Documentation ¶
Overview ¶
Package ftdc ...
To build intuition for the file format, let's start with a simple example input being serialized with a simple format. Let's say we have two data points (two "datum"):
Datum1 = {time: 123, motor: {powerPct: 0.2, pos: 5000}, gps: {lat: 40.7128, long: -74.0060}} Datum2 = {time: 124, motor: {powerPct: 0.2, pos: 5001}, gps: {lat: 40.7128, long: -74.0061}}
We can serialize those two data points as pure json into a file. One after the other:
{"time", 123, "motor": {"powerPct": 0.2, "pos": 5000}, gps: {"lat": 40.7128, "long": -74.0060}}\n {"time", 124, "motor": {"powerPct": 0.2, "pos": 5001}, gps: {"lat": 40.7128, "long": -74.0061}}
While json can be a bit wasteful in its own right, there are two properties of the data we want to collect that allow us greatly compress data:
- The metrics we're recording (e.g: `motor.powerPct`, `gps.lat`, ...) are often exactly the same between the readings.
- Many of the values we're recording (e.g: the `0.2`) do not change between readings.
Thus, the two tricks employed are to: - Only write metric names when things change. - Minimize how much space is used to write out a value that hasn't changed.

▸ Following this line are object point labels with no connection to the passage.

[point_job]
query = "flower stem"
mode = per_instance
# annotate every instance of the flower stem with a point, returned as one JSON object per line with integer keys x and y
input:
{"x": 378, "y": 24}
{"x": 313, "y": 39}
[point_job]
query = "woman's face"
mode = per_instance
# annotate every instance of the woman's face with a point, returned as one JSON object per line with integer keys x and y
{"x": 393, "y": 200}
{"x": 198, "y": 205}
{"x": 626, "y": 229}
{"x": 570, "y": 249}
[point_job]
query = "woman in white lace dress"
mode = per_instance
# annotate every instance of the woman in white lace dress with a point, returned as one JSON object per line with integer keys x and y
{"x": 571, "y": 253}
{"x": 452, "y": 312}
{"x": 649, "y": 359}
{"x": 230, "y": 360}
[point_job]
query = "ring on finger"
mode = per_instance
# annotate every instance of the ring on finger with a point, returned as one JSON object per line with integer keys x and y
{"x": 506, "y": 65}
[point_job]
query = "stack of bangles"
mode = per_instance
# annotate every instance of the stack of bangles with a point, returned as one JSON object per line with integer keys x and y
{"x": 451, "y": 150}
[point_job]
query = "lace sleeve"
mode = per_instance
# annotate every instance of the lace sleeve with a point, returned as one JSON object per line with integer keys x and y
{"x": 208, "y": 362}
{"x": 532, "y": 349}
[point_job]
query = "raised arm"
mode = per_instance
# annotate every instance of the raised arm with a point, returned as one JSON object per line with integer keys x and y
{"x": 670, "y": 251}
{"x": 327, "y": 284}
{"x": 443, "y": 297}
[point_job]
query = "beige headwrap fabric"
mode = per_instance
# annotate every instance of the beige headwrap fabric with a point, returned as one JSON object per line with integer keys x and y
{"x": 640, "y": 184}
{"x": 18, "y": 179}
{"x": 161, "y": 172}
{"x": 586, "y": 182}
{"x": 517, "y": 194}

Using a pseudo EBNF notation, an FTDC file is: FTDC = ftdc_doc*
ftdc_doc = schema | metric
schema =
schema_identifier : 0x01 (a full byte of value 1) schema : <array of strings serialized as JSON, including a trailing \n(0xa)>
metric_reading =
metric_identifier : 0b0 (a single bit of value 0) diff_bit : bit* + byte alignment padding time: int64 <Golang: `time.Now().Unix()`. Nanoseconds since the 1970 epoch.> values : float32*
Because a metric reading is not meaningful without a schema, a file will always start with a schema document. The first byte of a schema document is 0x01 followed by a JSON list of strings and a UNIX newline (0x0a). The JSON strings are "flattened" using a dot to concatenate the map key with the metric name. E.g:
0000 0001 ["motor.powerPct", "motor.pos", "gps.lat", "gps.long"]\n 7 0
Following a schema document will be 0 or more metric documents. A metric reading has one diff bit per reading (i.e: the "size" of the schema). In our example, that's four bits. A diff bit is set to `0` if the new reading for a given metric is same as the immediately prior reading. A diff bit is set to `1` if the readings differ. Each reading that differs will have one 32-bit float value written as part of this metric reading document. A metric can contain numeric values that are not 32-bit floats. This format is lossy. We don't expect to need the fully ~7 (`math.log10(2**23)`) significant figures of precision a float32 provides.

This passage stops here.